Computers store a lot of information about the websites you visit, emails and instant messages you send, web-based phone calls you make, online purchases and banking, and many other activities.

If you are worried that someone might check what you are looking at or doing on this computer, don’t use it to get help and advice. Instead, use a computer in a library, at a trusted friend’s house or an internet café.

Keep using your computer for your routine activities, such as looking up the weather or checking what’s on TV.

If you don't want others to know you have visited this site

The information below sets out the steps you can take to view this site discreetly. Remember, if you think someone is monitoring the sites you visit at home, the safest option is to access the internet elsewhere, at a friend's house, an Internet café or the local library.

Covering your tracks

Every time you use the internet your internet browser saves information including web page addresses, images, search terms, cookies, or words used in search engines and login names. Your browser’s history can reveal what you have been looking at online. Follow the steps below to keep others from knowing you have visited the domestic abuse site.

Check your browser:

Open your browser (the programme you use to browse the Internet). The name of the browser is usually the first menu item on the left hand side. Clicking the about option on this menu will tell you the version number. Alternatively click on the Help menu to find the name and version. Your browser will be: Internet Explorer Mozilla Firefox Google Chrome Safari Opera

Private Browsing

Internet Explorer, Firefox (versions 3.0 and above), Google Chrome, and Safari (versions 3 and above) all have private browsing settings. Selecting this option allow you to browse safely without anyone being able to retrace your steps. To enter Internet Explorer 8's private mode, select “Safety” (in the upper-right corner), then “InPrivate Browsing”. A second browser window will come up, with the "InPrivate" logo next to the address bar. If you're using Firefox 3.1 or above, select “Tools”, then “Private Browsing”. Firefox will save and close your current tabs and open a new blank tab. Firefox doesn't look different in this mode, but if you click “Tools”, you'll see that the “Private Browsing” option is ticked. Un tick it, and Firefox will close your current tags and reopen the ones it saved. To enter Google Chrome browser’s Incognito Mode, click the “Tools” icon and select “New incognito” window. Safari private browsing is enabled from the Safari menu by clicking ”private browsing”.

Deleting all data

There is a risk involved in removing all private data from your computer. Removing cookies will clear saved passwords for membership sites or online banking, which could alert people who use the same computer that you have removed information. Other people who use the same computer may notice if the address history on the PC has been cleared. If you wish to delete all traces of your browsing and are happy with the risks above, follow the instructions for your browser:

Internet Explorer

Click on tools and select “delete browsing history”. You have the choice of deleting Temporary Internet Files, Cookies, History, Form Data, Passwords, or all of the above. Choosing “all of the above” will delete all information, choosing temporary files and history will remove the record of the sites you have visited. You can find the same options from “tools, Internet options” for older versions of Internet Explorer.

Mozilla Firefox

From the tools menu select “clear recent history”. You can also click “history” and “show all history”. The sites you have visited are listed as “today”, “yesterday”, etc. Right click on a URL you wish to keep private and click to delete. To have all references to a particular website removed, click the URL and hold down the control key at the same time. Click “forget about this site”. All references to that website will be deleted.

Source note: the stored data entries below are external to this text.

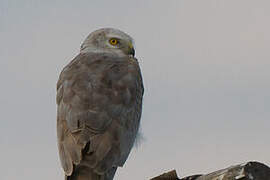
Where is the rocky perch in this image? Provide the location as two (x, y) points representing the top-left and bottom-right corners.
(150, 161), (270, 180)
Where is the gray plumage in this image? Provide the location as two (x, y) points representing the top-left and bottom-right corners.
(56, 28), (144, 180)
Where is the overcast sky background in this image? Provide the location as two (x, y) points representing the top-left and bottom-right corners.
(1, 0), (270, 179)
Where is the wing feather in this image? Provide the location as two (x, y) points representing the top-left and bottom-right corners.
(57, 53), (143, 176)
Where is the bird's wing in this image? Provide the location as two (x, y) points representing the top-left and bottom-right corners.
(56, 53), (143, 176)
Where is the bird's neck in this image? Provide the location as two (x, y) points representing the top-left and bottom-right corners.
(80, 46), (127, 57)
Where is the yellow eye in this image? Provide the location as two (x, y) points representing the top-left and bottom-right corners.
(109, 38), (118, 45)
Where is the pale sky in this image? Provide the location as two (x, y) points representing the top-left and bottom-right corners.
(1, 0), (270, 179)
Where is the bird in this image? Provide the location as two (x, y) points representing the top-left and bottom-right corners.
(56, 28), (144, 180)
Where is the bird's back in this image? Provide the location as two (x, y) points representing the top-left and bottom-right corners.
(57, 53), (144, 180)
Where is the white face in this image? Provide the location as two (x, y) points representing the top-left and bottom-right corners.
(80, 28), (135, 57)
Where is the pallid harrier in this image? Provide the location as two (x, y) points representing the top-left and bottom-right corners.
(56, 28), (144, 180)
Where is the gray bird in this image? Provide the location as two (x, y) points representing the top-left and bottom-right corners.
(56, 28), (144, 180)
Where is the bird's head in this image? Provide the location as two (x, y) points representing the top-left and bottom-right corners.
(80, 28), (135, 57)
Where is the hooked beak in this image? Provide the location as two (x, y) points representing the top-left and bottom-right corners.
(128, 43), (135, 57)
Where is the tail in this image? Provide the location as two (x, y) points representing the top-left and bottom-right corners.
(65, 167), (117, 180)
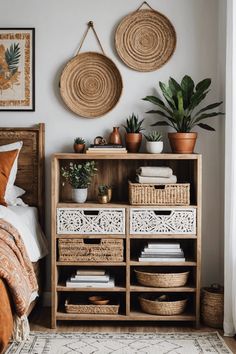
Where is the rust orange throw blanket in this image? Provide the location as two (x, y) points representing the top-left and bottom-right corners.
(0, 219), (38, 348)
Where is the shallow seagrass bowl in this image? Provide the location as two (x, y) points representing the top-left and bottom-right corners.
(139, 294), (188, 316)
(115, 9), (176, 72)
(135, 269), (190, 288)
(60, 52), (123, 118)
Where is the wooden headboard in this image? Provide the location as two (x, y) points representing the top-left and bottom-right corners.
(0, 124), (45, 228)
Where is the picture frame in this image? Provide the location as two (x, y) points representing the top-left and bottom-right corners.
(0, 28), (35, 111)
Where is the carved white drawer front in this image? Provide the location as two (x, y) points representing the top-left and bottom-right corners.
(57, 208), (125, 234)
(130, 208), (196, 234)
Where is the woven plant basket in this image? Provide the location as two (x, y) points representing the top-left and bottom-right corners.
(58, 239), (123, 262)
(60, 22), (123, 118)
(115, 2), (176, 72)
(65, 300), (119, 315)
(139, 295), (188, 316)
(201, 285), (224, 328)
(129, 181), (190, 206)
(135, 269), (189, 288)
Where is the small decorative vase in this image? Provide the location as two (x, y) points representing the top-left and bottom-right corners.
(146, 141), (163, 154)
(125, 133), (142, 153)
(73, 143), (85, 153)
(107, 187), (112, 202)
(109, 127), (122, 145)
(168, 132), (197, 154)
(98, 194), (109, 204)
(72, 188), (88, 203)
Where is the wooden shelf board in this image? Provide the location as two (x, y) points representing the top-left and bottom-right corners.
(56, 311), (196, 321)
(56, 262), (126, 266)
(130, 260), (197, 266)
(130, 285), (196, 292)
(57, 284), (126, 292)
(56, 234), (126, 239)
(53, 153), (201, 160)
(57, 202), (198, 209)
(130, 234), (197, 239)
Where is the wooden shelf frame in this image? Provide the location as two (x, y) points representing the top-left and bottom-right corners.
(51, 153), (202, 328)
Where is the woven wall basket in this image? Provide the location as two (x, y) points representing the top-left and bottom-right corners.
(115, 2), (176, 72)
(60, 22), (123, 118)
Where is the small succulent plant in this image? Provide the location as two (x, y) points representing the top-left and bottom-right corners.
(123, 113), (144, 134)
(74, 137), (85, 144)
(144, 131), (162, 142)
(98, 184), (109, 196)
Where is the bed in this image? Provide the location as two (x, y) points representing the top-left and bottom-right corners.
(0, 124), (46, 353)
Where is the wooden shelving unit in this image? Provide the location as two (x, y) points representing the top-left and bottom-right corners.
(51, 153), (202, 328)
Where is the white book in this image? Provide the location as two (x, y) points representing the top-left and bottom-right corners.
(139, 257), (186, 262)
(76, 270), (106, 276)
(70, 275), (110, 282)
(141, 252), (184, 257)
(143, 248), (183, 254)
(66, 278), (115, 288)
(147, 243), (181, 249)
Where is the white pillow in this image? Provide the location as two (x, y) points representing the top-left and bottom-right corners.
(0, 141), (23, 204)
(5, 185), (27, 206)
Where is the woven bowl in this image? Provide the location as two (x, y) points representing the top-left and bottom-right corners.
(139, 294), (188, 316)
(135, 269), (189, 288)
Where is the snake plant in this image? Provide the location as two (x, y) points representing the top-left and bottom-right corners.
(123, 113), (144, 133)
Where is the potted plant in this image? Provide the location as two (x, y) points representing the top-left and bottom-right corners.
(123, 113), (144, 153)
(73, 137), (85, 153)
(61, 161), (97, 203)
(98, 185), (109, 204)
(144, 131), (163, 154)
(143, 75), (224, 153)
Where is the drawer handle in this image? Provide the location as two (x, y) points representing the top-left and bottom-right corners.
(154, 185), (165, 190)
(153, 210), (172, 216)
(83, 239), (101, 245)
(83, 210), (100, 216)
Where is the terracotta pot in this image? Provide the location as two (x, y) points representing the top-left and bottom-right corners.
(168, 132), (197, 154)
(109, 127), (122, 145)
(125, 133), (142, 153)
(73, 143), (85, 153)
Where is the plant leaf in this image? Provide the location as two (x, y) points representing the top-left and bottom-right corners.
(151, 121), (170, 127)
(159, 82), (176, 109)
(194, 101), (223, 116)
(5, 43), (21, 73)
(196, 78), (211, 93)
(189, 91), (209, 111)
(168, 77), (182, 107)
(197, 123), (215, 131)
(181, 75), (194, 108)
(145, 110), (172, 120)
(143, 96), (172, 114)
(194, 112), (224, 123)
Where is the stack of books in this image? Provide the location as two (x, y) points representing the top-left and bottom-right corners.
(138, 242), (185, 262)
(86, 144), (127, 154)
(66, 269), (115, 288)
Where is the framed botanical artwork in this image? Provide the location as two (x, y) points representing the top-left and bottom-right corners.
(0, 28), (35, 111)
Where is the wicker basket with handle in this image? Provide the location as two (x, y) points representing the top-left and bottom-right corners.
(201, 284), (224, 328)
(135, 269), (189, 288)
(129, 181), (190, 205)
(58, 238), (123, 262)
(139, 294), (188, 316)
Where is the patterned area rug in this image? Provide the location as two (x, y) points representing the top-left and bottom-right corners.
(6, 332), (232, 354)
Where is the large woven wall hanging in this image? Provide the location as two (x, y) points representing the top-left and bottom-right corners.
(115, 1), (176, 72)
(60, 22), (123, 118)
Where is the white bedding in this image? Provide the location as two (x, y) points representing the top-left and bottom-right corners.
(0, 205), (48, 262)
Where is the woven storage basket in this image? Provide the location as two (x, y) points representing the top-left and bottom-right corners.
(58, 239), (123, 262)
(201, 285), (224, 328)
(115, 5), (176, 72)
(139, 295), (188, 316)
(65, 300), (119, 315)
(129, 181), (190, 206)
(135, 269), (189, 288)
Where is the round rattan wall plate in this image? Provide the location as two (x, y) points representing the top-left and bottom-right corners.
(115, 9), (176, 72)
(60, 52), (123, 118)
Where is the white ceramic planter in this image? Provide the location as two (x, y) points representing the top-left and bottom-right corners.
(72, 188), (88, 203)
(146, 141), (163, 154)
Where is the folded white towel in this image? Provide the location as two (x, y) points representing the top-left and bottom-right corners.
(137, 166), (173, 178)
(137, 175), (177, 184)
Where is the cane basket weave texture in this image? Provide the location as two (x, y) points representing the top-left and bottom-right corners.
(65, 300), (119, 315)
(60, 52), (123, 118)
(201, 286), (224, 328)
(129, 181), (190, 205)
(58, 238), (123, 262)
(115, 9), (176, 72)
(135, 269), (190, 288)
(139, 295), (188, 316)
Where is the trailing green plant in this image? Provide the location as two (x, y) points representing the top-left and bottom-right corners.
(74, 137), (85, 144)
(61, 161), (97, 189)
(98, 184), (109, 196)
(143, 75), (224, 132)
(123, 113), (144, 133)
(144, 131), (162, 142)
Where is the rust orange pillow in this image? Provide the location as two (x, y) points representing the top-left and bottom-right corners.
(0, 149), (18, 206)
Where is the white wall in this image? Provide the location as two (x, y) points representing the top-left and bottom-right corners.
(0, 0), (224, 287)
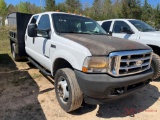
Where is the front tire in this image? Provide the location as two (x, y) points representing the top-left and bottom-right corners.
(151, 53), (160, 80)
(55, 68), (83, 112)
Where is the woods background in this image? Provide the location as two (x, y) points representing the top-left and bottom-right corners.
(0, 0), (160, 28)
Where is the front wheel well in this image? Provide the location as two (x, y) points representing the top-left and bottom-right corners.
(53, 58), (73, 76)
(147, 45), (160, 56)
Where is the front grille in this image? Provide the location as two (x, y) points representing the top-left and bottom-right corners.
(108, 50), (152, 76)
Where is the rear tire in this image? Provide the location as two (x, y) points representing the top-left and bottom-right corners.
(12, 43), (21, 61)
(151, 53), (160, 80)
(55, 68), (83, 112)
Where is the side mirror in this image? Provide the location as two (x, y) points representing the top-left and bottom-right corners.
(121, 27), (133, 34)
(38, 29), (51, 39)
(28, 23), (37, 37)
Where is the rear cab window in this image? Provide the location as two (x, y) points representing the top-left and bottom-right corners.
(30, 15), (39, 24)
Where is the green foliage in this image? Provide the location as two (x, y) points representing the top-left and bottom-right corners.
(0, 0), (7, 25)
(16, 2), (30, 13)
(65, 0), (82, 13)
(0, 0), (160, 28)
(142, 0), (153, 21)
(154, 4), (160, 28)
(0, 0), (7, 16)
(44, 0), (56, 11)
(121, 0), (141, 19)
(16, 2), (41, 14)
(7, 4), (16, 14)
(56, 3), (67, 12)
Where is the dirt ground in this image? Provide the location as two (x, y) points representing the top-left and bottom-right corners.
(0, 54), (159, 120)
(0, 31), (160, 120)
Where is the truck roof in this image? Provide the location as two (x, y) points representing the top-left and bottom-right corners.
(98, 19), (136, 22)
(33, 11), (87, 18)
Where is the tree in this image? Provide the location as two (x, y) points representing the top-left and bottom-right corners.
(7, 4), (16, 14)
(65, 0), (82, 13)
(16, 2), (30, 13)
(142, 0), (153, 22)
(45, 0), (56, 11)
(130, 0), (142, 19)
(121, 0), (141, 19)
(121, 0), (129, 18)
(16, 2), (41, 14)
(154, 4), (160, 28)
(83, 2), (92, 17)
(112, 0), (123, 18)
(91, 0), (103, 20)
(101, 0), (112, 20)
(56, 3), (67, 12)
(0, 0), (7, 25)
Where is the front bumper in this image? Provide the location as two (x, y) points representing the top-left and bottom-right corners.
(74, 68), (153, 104)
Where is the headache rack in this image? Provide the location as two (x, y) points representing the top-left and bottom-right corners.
(108, 50), (152, 77)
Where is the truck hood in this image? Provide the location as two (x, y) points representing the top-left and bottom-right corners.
(61, 34), (151, 55)
(140, 31), (160, 37)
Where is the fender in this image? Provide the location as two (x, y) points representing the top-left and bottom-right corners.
(50, 49), (90, 75)
(138, 35), (160, 48)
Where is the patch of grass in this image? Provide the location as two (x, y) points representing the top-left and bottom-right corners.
(0, 30), (11, 56)
(7, 73), (31, 86)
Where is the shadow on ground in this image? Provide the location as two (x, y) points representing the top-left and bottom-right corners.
(0, 54), (47, 120)
(71, 81), (159, 118)
(96, 84), (159, 118)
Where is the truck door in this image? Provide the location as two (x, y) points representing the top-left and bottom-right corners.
(25, 15), (39, 56)
(111, 21), (137, 40)
(34, 14), (51, 58)
(26, 14), (52, 68)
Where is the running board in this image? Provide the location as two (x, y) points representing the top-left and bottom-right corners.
(28, 57), (52, 76)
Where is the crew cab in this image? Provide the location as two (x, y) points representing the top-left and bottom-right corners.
(9, 12), (154, 112)
(98, 19), (160, 79)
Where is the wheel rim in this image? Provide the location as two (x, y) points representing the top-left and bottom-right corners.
(57, 76), (69, 104)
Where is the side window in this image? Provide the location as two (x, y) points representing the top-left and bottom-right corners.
(101, 21), (112, 33)
(113, 21), (131, 33)
(37, 14), (51, 30)
(30, 15), (39, 24)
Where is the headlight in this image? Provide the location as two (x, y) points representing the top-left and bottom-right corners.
(82, 56), (109, 73)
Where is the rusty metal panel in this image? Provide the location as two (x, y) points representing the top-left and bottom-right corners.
(62, 34), (151, 55)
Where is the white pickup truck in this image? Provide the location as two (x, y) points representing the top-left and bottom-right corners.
(98, 19), (160, 79)
(9, 12), (154, 112)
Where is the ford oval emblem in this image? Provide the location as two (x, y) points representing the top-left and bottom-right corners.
(136, 60), (143, 66)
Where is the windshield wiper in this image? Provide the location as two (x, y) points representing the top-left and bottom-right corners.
(84, 31), (106, 35)
(60, 31), (106, 35)
(61, 31), (81, 34)
(143, 28), (155, 32)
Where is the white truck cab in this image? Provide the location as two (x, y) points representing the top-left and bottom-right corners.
(98, 19), (160, 53)
(9, 12), (155, 112)
(98, 19), (160, 80)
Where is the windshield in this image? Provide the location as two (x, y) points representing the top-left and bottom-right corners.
(52, 14), (106, 35)
(129, 20), (155, 32)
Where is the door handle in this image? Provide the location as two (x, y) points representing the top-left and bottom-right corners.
(51, 44), (56, 48)
(25, 35), (27, 41)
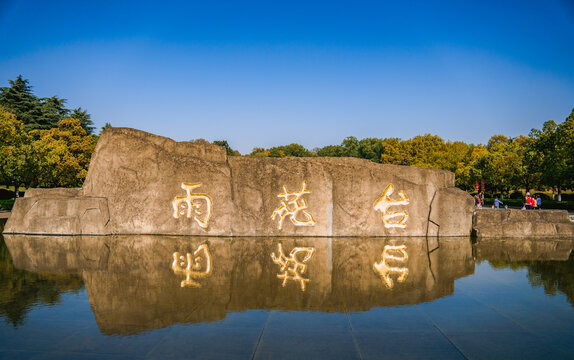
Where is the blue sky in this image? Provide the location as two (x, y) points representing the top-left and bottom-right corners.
(1, 0), (573, 153)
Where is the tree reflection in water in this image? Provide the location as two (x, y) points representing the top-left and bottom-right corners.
(0, 234), (84, 328)
(489, 252), (574, 307)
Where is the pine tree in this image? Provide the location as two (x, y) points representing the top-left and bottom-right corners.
(0, 75), (41, 129)
(0, 76), (90, 131)
(36, 96), (69, 130)
(70, 107), (95, 134)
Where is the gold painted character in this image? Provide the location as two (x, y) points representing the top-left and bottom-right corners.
(271, 181), (316, 230)
(271, 243), (315, 291)
(374, 184), (409, 228)
(172, 182), (213, 228)
(172, 244), (212, 288)
(373, 244), (409, 289)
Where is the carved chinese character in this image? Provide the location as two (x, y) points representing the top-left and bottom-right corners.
(172, 244), (212, 288)
(172, 183), (212, 228)
(271, 243), (315, 291)
(374, 184), (409, 228)
(373, 245), (409, 289)
(271, 181), (316, 230)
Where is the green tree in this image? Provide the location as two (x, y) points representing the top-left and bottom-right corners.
(474, 135), (525, 196)
(0, 76), (93, 132)
(272, 143), (313, 157)
(528, 120), (569, 199)
(358, 138), (384, 162)
(341, 136), (360, 157)
(441, 141), (475, 190)
(100, 122), (112, 133)
(556, 108), (574, 190)
(249, 143), (313, 158)
(0, 108), (36, 195)
(37, 96), (69, 129)
(70, 107), (95, 134)
(316, 144), (346, 157)
(512, 135), (539, 192)
(0, 75), (42, 130)
(317, 136), (373, 159)
(213, 140), (241, 156)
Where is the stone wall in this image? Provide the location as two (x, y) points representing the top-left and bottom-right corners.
(4, 127), (474, 236)
(472, 209), (574, 239)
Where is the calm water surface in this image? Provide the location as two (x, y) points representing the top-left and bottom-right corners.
(0, 230), (573, 359)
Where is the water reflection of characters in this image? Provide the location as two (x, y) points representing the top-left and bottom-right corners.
(172, 244), (212, 288)
(373, 245), (409, 289)
(271, 243), (315, 291)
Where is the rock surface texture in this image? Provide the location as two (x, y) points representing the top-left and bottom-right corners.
(473, 209), (574, 239)
(5, 128), (474, 236)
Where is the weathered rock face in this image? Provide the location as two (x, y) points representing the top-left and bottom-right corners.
(4, 234), (474, 335)
(4, 127), (474, 236)
(473, 209), (574, 239)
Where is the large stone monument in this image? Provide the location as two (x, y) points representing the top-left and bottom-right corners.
(4, 128), (474, 237)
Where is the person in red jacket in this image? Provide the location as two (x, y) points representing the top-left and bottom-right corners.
(474, 192), (483, 209)
(525, 192), (533, 210)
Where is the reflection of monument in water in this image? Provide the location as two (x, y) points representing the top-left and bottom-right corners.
(473, 238), (573, 262)
(4, 235), (474, 335)
(473, 237), (574, 307)
(0, 233), (84, 327)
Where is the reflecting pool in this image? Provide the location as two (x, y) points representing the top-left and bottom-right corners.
(0, 230), (573, 359)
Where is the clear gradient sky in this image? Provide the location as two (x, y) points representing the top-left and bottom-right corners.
(1, 0), (573, 153)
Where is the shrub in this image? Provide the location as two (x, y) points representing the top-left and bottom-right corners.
(0, 199), (14, 210)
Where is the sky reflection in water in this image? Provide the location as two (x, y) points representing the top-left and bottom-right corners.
(0, 232), (573, 359)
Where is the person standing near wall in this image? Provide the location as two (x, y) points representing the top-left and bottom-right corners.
(474, 193), (482, 209)
(536, 195), (542, 210)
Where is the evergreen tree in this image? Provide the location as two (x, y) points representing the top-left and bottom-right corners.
(0, 75), (40, 129)
(36, 96), (69, 130)
(213, 140), (240, 156)
(100, 122), (112, 133)
(69, 107), (95, 134)
(0, 76), (93, 132)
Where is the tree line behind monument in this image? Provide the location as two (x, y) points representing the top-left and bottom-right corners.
(1, 76), (573, 207)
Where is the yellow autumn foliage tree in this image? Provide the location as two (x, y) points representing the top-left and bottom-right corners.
(29, 118), (97, 187)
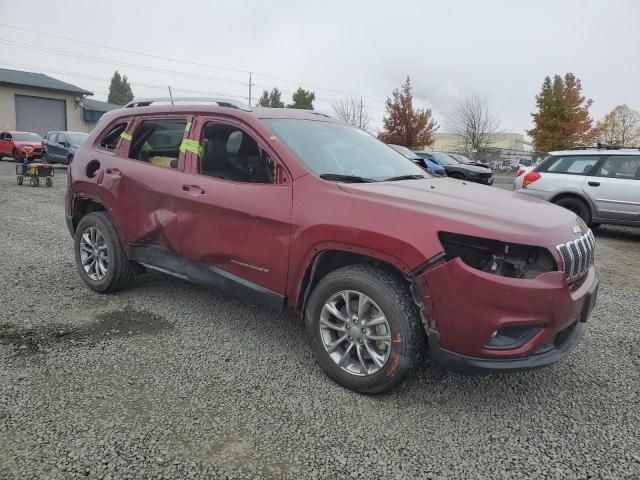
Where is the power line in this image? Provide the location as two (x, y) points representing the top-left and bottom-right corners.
(0, 38), (249, 87)
(0, 60), (248, 99)
(0, 23), (387, 105)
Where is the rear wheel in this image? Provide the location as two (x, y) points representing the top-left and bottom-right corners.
(74, 212), (134, 293)
(17, 175), (23, 185)
(554, 196), (591, 226)
(45, 177), (53, 187)
(29, 176), (39, 187)
(305, 265), (425, 394)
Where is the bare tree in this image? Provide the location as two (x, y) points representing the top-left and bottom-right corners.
(450, 94), (502, 150)
(332, 97), (372, 131)
(596, 104), (640, 146)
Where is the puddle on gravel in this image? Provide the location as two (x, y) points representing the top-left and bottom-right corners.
(0, 307), (172, 355)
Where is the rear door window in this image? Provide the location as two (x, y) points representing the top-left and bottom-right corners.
(542, 155), (600, 175)
(49, 132), (59, 144)
(98, 122), (128, 151)
(595, 155), (640, 180)
(128, 119), (188, 169)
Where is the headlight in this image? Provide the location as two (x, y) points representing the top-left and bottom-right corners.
(438, 232), (556, 279)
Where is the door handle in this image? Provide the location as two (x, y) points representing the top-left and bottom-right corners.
(182, 184), (206, 195)
(105, 168), (122, 177)
(588, 181), (600, 187)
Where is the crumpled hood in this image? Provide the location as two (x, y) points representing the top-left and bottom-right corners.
(338, 178), (583, 247)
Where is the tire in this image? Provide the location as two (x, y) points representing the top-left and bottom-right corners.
(554, 196), (591, 226)
(30, 176), (39, 187)
(305, 264), (426, 395)
(45, 177), (53, 187)
(13, 150), (20, 163)
(17, 175), (23, 185)
(74, 212), (134, 293)
(67, 154), (74, 165)
(449, 172), (465, 180)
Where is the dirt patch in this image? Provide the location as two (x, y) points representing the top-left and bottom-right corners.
(0, 307), (172, 356)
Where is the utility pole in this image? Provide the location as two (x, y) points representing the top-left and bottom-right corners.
(359, 96), (363, 129)
(248, 72), (254, 107)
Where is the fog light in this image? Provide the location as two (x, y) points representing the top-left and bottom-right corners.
(484, 326), (541, 350)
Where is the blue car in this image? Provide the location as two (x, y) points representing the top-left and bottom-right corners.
(389, 144), (446, 176)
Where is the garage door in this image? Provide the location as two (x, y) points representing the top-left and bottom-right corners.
(15, 95), (66, 136)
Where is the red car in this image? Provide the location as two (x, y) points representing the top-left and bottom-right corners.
(0, 130), (44, 161)
(65, 99), (598, 394)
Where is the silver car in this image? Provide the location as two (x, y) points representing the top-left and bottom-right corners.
(514, 148), (640, 228)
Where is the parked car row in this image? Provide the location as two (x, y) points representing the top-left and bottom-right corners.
(0, 130), (88, 164)
(389, 146), (495, 185)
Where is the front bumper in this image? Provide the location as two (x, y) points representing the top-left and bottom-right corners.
(418, 257), (598, 373)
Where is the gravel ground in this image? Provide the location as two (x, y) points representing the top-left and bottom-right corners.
(0, 160), (638, 480)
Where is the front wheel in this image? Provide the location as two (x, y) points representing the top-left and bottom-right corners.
(17, 175), (23, 185)
(305, 265), (426, 394)
(74, 212), (134, 293)
(45, 177), (53, 187)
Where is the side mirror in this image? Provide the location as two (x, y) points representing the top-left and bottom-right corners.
(59, 141), (67, 147)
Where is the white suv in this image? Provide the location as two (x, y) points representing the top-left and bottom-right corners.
(514, 148), (640, 228)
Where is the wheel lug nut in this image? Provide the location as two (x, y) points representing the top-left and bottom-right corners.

Open the browsing history menu by clicking on “history”. Scroll down to “clear history”. Click this option to remove all browsing history. To remove all data, select it and ”reset safari” (PC) or Safari and “reset safari” (Mac). If you leave all boxes unticked, all data will be deleted except email and downloaded documents.


Delete history by clicking the ”File menu, Preferences, History”, and click “Empty now”. In addition, tick "Empty on exit" if you wish this task to occur each time you exit the browser.

Google Chrome

To delete browsing history, select “history”. You can choose to delete the browsing history for a full day. You can also access the tools menu and click “options” then “under the hood” (PC) or “Google Chrome menu” (Mac) and select the option “clear browsing data”. Ticking all the options will clear all information types except downloaded documents and emails.